The US Secret Service has spoken with Donald Trump’s campaign team over comments by the Republican presidential candidate that appeared to suggest violent action against his rival, Hillary Clinton, CNN reported Wednesday.

A Service official said “there has been more than one conversation” between the Secret Service — tasked with protecting presidential candidates in the run-up to November’s election — and the Trump camp.

In response, the campaign insisted that the candidate had no intention of inciting violence in comments about the right to bear arms during a speech he made the day before.

Trump claimed he was referring to the power of the gun rights movement when he said that Second Amendment advocates could take action to stop Clinton. He said there’s “no other interpretation.”

Trump’s intended message was not immediately clear, but lawmakers, former national security officials and other critics expressed concern that Trump had advocated, possibly in jest, that Clinton or her Supreme Court nominees could be shot.

“Hillary wants to essentially abolish the Second Amendment,” Trump told a rally in Wilmington, North Carolina, referring to the US Constitution’s clause that enshrines the right to bear arms.

“If she gets to pick her judges, nothing you can do, folks,” Trump said. “Although the Second Amendment people — maybe there is, I don’t know.”

The Secret Service response, communicated via Twitter, gave weight to suggestions the comments may constitute incitement to violence but did not say whether they merited an investigation, which some Democratic lawmakers have called for.
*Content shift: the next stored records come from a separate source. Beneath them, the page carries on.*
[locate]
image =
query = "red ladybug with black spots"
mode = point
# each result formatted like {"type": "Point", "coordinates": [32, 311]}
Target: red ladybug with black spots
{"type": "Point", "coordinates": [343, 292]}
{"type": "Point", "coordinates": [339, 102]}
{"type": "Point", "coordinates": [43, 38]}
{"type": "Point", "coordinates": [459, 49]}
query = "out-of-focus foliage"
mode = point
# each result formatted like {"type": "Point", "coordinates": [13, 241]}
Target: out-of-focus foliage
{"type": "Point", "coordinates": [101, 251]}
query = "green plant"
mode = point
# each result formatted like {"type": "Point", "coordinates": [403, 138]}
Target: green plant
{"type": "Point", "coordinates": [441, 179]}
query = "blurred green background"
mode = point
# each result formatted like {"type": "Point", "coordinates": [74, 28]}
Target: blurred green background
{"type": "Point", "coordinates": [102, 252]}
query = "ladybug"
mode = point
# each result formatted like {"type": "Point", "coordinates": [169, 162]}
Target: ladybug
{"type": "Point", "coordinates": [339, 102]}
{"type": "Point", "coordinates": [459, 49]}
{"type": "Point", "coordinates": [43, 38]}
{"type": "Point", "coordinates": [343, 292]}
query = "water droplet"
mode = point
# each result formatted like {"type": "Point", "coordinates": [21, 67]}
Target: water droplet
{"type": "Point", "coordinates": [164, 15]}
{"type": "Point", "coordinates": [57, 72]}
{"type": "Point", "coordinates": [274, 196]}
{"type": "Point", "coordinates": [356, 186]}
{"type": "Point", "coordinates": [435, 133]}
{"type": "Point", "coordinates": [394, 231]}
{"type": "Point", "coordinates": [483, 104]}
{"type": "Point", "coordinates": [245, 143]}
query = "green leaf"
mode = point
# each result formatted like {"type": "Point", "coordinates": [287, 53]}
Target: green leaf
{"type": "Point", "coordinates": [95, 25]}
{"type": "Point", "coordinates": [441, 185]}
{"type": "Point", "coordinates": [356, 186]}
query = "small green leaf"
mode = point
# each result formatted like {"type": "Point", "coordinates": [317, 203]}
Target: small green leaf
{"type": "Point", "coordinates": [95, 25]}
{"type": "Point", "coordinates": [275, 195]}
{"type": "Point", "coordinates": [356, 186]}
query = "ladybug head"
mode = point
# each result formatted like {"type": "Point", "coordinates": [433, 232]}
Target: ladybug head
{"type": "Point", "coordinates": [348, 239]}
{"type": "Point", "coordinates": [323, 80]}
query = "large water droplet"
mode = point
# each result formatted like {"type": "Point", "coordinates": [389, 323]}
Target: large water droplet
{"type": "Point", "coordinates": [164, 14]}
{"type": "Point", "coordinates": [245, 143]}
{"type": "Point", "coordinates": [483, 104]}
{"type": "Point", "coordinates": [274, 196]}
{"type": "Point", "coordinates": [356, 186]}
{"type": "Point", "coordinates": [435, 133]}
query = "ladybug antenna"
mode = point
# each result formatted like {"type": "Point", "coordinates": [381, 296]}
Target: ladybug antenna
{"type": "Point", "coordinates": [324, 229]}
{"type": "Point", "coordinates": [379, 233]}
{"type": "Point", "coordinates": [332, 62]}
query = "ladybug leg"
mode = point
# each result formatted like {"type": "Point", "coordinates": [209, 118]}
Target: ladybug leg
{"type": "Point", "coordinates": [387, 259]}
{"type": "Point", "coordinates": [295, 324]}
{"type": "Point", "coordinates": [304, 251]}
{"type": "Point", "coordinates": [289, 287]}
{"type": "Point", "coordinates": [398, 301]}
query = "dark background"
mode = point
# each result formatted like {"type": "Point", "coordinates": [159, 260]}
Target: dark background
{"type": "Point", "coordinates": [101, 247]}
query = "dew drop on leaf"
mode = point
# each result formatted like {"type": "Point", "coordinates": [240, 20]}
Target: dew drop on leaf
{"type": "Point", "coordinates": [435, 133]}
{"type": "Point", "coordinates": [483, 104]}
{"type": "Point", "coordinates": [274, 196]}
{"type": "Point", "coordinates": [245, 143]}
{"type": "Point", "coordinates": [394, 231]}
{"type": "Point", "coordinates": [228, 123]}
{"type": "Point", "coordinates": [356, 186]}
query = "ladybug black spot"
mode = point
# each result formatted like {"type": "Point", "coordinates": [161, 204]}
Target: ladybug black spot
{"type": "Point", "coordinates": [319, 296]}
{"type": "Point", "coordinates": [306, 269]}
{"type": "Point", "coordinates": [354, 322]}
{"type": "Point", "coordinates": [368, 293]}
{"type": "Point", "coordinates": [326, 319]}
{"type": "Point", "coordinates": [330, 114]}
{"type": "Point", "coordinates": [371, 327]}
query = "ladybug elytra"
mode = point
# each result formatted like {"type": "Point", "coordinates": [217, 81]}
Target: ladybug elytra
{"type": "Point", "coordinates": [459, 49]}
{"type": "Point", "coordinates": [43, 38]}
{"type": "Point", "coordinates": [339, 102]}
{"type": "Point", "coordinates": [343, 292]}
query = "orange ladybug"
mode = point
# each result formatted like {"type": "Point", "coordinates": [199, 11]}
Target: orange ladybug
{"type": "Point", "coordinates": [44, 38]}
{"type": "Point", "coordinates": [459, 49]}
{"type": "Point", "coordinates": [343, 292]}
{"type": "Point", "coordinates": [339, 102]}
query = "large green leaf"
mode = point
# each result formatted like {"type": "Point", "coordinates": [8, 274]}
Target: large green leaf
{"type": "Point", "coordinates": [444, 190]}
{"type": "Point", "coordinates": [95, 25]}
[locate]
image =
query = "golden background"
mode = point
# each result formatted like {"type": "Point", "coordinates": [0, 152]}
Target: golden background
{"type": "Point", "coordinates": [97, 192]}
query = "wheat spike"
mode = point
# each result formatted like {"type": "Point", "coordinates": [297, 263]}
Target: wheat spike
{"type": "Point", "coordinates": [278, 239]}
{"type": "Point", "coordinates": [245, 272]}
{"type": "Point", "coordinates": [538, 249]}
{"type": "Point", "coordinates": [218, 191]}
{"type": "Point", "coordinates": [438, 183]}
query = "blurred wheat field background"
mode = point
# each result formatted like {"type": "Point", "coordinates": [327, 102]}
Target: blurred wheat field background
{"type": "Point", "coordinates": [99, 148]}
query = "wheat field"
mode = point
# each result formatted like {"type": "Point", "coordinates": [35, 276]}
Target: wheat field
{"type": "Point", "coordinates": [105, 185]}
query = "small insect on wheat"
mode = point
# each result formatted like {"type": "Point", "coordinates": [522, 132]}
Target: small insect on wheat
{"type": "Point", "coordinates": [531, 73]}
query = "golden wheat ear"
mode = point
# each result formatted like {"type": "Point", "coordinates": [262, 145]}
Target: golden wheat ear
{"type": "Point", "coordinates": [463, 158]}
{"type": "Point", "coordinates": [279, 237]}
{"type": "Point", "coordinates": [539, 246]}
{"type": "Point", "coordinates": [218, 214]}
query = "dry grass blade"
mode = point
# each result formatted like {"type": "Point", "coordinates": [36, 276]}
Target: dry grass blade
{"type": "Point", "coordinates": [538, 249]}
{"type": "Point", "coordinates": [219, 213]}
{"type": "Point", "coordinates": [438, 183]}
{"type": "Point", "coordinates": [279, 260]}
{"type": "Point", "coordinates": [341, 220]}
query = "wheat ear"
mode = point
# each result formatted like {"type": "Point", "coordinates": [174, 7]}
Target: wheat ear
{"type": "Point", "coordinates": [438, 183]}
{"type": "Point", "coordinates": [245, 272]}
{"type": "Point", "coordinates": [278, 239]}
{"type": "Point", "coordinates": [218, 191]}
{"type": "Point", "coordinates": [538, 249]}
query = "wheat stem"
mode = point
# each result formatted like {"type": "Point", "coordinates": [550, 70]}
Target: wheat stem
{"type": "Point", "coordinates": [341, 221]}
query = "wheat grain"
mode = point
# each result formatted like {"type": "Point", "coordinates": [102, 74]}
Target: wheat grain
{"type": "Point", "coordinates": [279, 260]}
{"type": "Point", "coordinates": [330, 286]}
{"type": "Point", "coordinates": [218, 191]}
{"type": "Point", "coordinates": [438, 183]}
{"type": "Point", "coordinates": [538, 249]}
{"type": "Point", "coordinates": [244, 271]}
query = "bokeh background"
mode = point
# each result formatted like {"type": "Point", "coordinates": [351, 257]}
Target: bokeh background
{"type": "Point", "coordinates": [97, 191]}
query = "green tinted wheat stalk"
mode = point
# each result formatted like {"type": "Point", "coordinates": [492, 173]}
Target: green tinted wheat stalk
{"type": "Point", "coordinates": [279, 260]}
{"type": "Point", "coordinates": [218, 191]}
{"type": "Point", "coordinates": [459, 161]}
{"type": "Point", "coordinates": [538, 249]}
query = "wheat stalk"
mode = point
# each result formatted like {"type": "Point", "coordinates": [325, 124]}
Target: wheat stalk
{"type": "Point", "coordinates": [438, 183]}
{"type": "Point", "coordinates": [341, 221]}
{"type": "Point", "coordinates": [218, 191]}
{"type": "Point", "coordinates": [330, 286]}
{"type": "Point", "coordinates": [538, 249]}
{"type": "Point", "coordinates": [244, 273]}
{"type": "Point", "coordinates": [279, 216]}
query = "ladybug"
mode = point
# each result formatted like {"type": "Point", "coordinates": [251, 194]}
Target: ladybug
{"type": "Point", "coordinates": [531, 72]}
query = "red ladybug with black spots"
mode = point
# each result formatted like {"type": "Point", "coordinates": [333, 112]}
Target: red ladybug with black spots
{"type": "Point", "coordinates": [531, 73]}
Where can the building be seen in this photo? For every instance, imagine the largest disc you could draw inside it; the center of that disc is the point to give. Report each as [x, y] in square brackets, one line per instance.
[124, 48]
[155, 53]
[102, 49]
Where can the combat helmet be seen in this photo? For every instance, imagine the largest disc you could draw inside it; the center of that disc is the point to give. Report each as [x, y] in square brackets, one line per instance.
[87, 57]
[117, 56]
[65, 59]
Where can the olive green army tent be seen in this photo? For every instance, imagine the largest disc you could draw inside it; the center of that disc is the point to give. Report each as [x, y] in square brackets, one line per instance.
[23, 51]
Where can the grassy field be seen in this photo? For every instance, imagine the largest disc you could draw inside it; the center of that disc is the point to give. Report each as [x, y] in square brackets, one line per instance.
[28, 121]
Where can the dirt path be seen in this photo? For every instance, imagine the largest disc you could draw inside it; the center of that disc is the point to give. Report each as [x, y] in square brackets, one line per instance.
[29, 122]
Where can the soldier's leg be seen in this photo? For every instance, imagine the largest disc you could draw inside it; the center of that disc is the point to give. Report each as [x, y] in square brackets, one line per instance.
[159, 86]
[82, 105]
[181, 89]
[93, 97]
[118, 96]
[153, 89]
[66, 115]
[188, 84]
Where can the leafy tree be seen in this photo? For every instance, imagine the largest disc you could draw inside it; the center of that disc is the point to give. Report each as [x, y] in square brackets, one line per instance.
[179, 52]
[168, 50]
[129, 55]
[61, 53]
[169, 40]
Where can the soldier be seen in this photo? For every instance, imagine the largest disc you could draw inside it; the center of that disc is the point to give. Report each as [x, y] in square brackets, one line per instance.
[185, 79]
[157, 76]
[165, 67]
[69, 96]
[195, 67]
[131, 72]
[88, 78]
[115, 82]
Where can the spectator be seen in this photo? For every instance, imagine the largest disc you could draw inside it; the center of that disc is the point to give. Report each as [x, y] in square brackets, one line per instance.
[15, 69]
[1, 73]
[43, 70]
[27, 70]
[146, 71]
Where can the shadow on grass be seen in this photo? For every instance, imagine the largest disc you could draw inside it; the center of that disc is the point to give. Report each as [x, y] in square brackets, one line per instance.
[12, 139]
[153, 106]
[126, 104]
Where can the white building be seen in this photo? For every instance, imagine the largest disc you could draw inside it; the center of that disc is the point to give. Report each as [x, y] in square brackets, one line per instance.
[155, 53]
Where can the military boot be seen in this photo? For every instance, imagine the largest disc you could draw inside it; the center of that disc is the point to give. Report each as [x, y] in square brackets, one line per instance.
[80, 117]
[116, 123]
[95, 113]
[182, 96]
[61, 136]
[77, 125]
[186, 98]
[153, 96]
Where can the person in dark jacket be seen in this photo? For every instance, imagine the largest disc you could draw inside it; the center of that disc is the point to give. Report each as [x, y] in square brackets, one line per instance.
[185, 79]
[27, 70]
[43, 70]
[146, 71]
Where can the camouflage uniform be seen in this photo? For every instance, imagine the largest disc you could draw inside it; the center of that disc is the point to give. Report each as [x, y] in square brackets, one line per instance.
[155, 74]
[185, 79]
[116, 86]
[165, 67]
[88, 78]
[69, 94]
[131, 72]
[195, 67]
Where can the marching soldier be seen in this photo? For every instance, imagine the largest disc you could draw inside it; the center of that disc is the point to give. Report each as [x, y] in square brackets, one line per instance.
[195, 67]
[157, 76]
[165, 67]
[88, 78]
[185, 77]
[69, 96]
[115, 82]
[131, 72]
Defending the comments on Fox News, Trump insisted no one at his rally thought he was saying anything other than that the gun rights movement is effective.

But some supporters at his rally, including one seated behind Trump on camera, seemed to react with surprise to his remark, suggesting they realized it could be taken another way.

Clinton’s campaign decried Trump’s “dangerous” language and demanded in a statement that presidential hopefuls “not suggest violence in any way.”

Democratic lawmakers also expressed shock about Trump’s comments.

“In this clip, Trump’s either calling for an armed revolt or the assassination of his opponent. Despicable,” Rep. David Cicilline (D-Rhode Island) posted on Twitter along with footage of Trump’s remarks.

Trump’s team fired back to say the Manhattan billionaire simply meant that gun rights advocates were a powerful voting force.

“Second Amendment people have amazing spirit and are tremendously unified, which gives them great political power,” senior Trump communications adviser Jason Miller said.

While Trump himself tweeted that he was simply saying pro-Second Amendment advocates “must organize and get out vote to save our Constitution,” it is unclear what effort he could be referring to, given that he was talking about a scenario in which Clinton had already successfully appointed a Supreme Court justice.